Учитывая количество бреда на общаге, я не шибко расстроюсь, если меня выгонят за стотысячное опоздание.
Наверное.
Не знаю.
Богиня бросает взгляд поверх очков и тоном мудрого старца вопрошает:
– Ну, вечно опаздывающий, кого я процитировала?
– Э-э-э…
– Ты ещё сам не знаешь, но скажешь – поймёшь.
Я чувствую, что мои брови ползут вверх.
– Вы процитировали кого-то, кто определяет качество человека по возрасту. Что недалеко ушло от определения качества человека по цвету кожу и национальности, то есть от газовых камер, воплей «зиг хайль» и расовой сегрегации.
Валентин падает лицом на парту.
– Трибуну Арсеньеву! – предлагает Симонова.
Мисерва вторит:
– Дайте две!
– Тю-тю-тю, – Богиня победно оглядывает класс и с хитрецой сообщает:
– Это сказал Аристотель! Напишите большими буквами в тетрадях: ЭТО СКАЗАЛ АРИСТОТЕЛЬ.

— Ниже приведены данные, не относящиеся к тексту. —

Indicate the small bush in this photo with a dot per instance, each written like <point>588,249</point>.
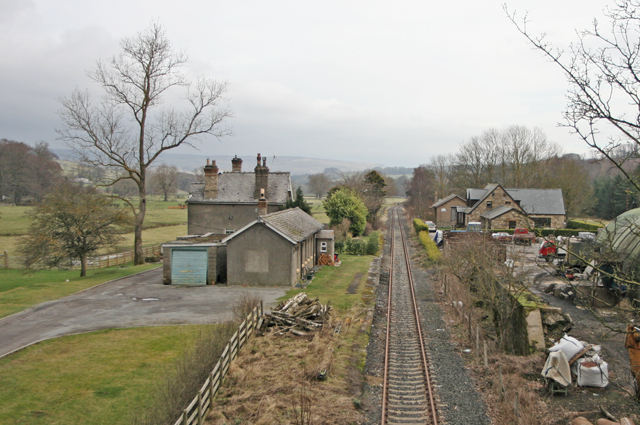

– Ариспопель, – шепчет Коваль.
Олеся отмахивается от него и спрашивает Богиню:
– Простите, Александра Александровна, откуда у вас информация, что это сказал Аристотель?
– Я знаю всё, везде. – И небрежным взмахом руки Богиня отметает любые возражения.
Так и не дождавшись разрешения войти, я топаю к своей парте. Дверные петли душераздирающе скрипят, по окнам ударяют порывы ветра. Кланяются берёзы, и по улице проносится вихрь.
Я бухаюсь за парту, где корявая надпись заверяет меня, что «любовь – это роза в куче навоза». На соседнем стуле вздрагивает Сырок: бормочет под нос «млым-брлм» и тут же опять засыпает.
Подняв рюкзак, я вытряхиваю содержимое из зубастой пасти. На столешницу шлёпается тетрадка-скоросшиватель с танком Т-34, следом падает-цокает трёхцветная ручка.
Прекрасно. Ниндзя-Артур готов.
Вроде… Вы смотрели киношку, где герой предлагал запихнуть жизнь в рюкзак и так пройтись? Подумайте: в нём бы лежали не только все ваши штаны, труселя и футболки, но и друзья, близкие; воспоминания. Далеко бы вы дошли с таким грузом?
Не то чтобы мой рюкзак сильно отличался бы от вашего (кроме зубастой морды – мой бы закусал ваш до смерти, хе-хе), но что-то есть в этом прекрасное – когда вокруг лишь необходимый минимум.
Ну подумайте сами: мы каждый день выбрасываем разнокалиберное барахло – из рюкзаков, карманов и шкафов, из мусорок и холодильников – но всё равно непреодолимо тонем. Тонем в вещах, тонем в мыслях – увязаем, будто в болоте, и покупаем, и выбрасываем, и добавляем новых «друзей», и ищем новые впечатления, и снова покупаем-выбрасываем-добавляем, не замечая, как спирает грудь от диванов, пустяковых эмоций и бессмысленных контактов, когда действительно нужные вещи и нужных людей можно перечесть по пальцам.